Bu sözler ile Yüce Rabbimiz, Hz. İsa (as)'ın yeryüzüne zuhurunun kutlu ve büyük bir olay olduğunu insanlara bildirmekte, tüm insanların onun gelişinden mutlaka haberdar olacaklarını ve onun gelişiyle bütün insanların aydınlığa ve doğruluğa kavuşacağını haber vermektedir. Onun yeryüzündeki varlığının anlaşılması elbette ki aydınlatıcı ve heyecan verici olacaktır. İşte bu sebeple Allah, Hz. İsa (as)'nın yeryüzüne gelişini bir şimşek parıltısına benzetmektedir.

 

Sonuç

Batıni tefsir, Allah'ın bizlere sunduğu derin mesajları anlayabilmek, hikmetlerini düşünebilmek için önemli bir yoldur. Batıni tefsir yapılmaması, insanları son derece ciddi yanılgılara sürükleyebilecek, yanlış inançlar ortaya çıkarabilecek ciddi bir eksikliktir. Allah, bir Kuran ayetinde belirttiği gibi, Allah'tan korkan her insana doğruyu yanlıştan ayırt edecek bir anlayış vermiştir (Enfal Suresi, 29).

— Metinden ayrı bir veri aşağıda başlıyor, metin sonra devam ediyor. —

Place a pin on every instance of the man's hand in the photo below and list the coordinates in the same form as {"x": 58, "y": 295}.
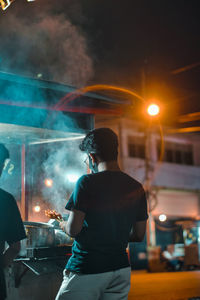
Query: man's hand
{"x": 74, "y": 224}
{"x": 63, "y": 225}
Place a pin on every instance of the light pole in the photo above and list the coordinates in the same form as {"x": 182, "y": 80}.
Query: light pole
{"x": 153, "y": 111}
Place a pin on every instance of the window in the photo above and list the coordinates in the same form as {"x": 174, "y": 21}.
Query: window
{"x": 136, "y": 147}
{"x": 178, "y": 153}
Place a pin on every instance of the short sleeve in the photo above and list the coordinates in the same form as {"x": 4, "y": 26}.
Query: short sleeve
{"x": 142, "y": 214}
{"x": 15, "y": 228}
{"x": 80, "y": 196}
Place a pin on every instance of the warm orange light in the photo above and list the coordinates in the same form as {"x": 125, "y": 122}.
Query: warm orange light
{"x": 153, "y": 109}
{"x": 48, "y": 182}
{"x": 37, "y": 208}
{"x": 162, "y": 218}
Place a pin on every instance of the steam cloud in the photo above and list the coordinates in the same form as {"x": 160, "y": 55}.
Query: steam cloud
{"x": 64, "y": 159}
{"x": 48, "y": 44}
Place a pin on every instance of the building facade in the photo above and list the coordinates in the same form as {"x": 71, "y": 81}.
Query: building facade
{"x": 173, "y": 182}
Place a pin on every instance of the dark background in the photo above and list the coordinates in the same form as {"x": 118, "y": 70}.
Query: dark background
{"x": 143, "y": 45}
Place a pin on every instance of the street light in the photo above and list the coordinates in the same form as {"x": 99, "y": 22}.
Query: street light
{"x": 153, "y": 109}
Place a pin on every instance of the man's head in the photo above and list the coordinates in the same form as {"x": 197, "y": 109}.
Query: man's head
{"x": 101, "y": 144}
{"x": 4, "y": 155}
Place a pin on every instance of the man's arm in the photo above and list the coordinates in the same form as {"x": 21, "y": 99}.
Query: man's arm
{"x": 10, "y": 253}
{"x": 138, "y": 231}
{"x": 74, "y": 223}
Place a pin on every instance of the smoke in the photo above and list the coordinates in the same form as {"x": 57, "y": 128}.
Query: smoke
{"x": 64, "y": 165}
{"x": 48, "y": 46}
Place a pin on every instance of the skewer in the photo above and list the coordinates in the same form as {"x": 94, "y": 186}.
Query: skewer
{"x": 52, "y": 214}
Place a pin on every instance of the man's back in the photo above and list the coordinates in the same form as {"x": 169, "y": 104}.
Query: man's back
{"x": 112, "y": 201}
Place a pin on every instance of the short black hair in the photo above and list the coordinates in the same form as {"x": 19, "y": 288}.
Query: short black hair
{"x": 101, "y": 141}
{"x": 4, "y": 153}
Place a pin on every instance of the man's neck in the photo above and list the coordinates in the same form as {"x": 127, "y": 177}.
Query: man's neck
{"x": 108, "y": 166}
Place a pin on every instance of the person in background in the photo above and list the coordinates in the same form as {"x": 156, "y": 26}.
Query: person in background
{"x": 174, "y": 262}
{"x": 11, "y": 227}
{"x": 107, "y": 210}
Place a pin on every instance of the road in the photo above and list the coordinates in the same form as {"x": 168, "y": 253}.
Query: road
{"x": 165, "y": 286}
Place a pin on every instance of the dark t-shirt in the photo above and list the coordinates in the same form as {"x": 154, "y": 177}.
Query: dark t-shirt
{"x": 11, "y": 229}
{"x": 112, "y": 202}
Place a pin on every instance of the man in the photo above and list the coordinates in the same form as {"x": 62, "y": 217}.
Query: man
{"x": 11, "y": 226}
{"x": 107, "y": 210}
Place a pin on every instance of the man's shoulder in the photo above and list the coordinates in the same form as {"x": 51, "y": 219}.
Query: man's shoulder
{"x": 132, "y": 180}
{"x": 5, "y": 195}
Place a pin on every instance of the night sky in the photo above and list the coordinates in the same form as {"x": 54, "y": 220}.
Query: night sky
{"x": 135, "y": 44}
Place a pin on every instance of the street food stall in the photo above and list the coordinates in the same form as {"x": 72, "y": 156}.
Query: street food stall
{"x": 44, "y": 165}
{"x": 42, "y": 124}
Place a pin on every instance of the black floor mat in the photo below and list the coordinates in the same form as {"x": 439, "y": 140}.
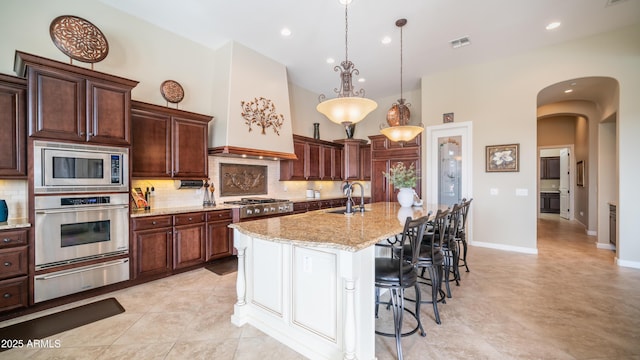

Dolayısıyla Allah'a kendisini teslim eden ve Allah'tan gereği gibi korkan her insan, doğruyu ve Allah'ın sözlerindeki derin anlamları görüp vicdana uygun yaşama nimetine sahiptir. Samimi Hristiyan kardeşlerimiz de İncil'in Kuran ile mutabık hikmetli sözlerini bu şekilde değerlendirmelidirler. Vicdanlarına başvurduklarında, buradaki derin anlamları -Allah'ın izniyle- göreceklerdir.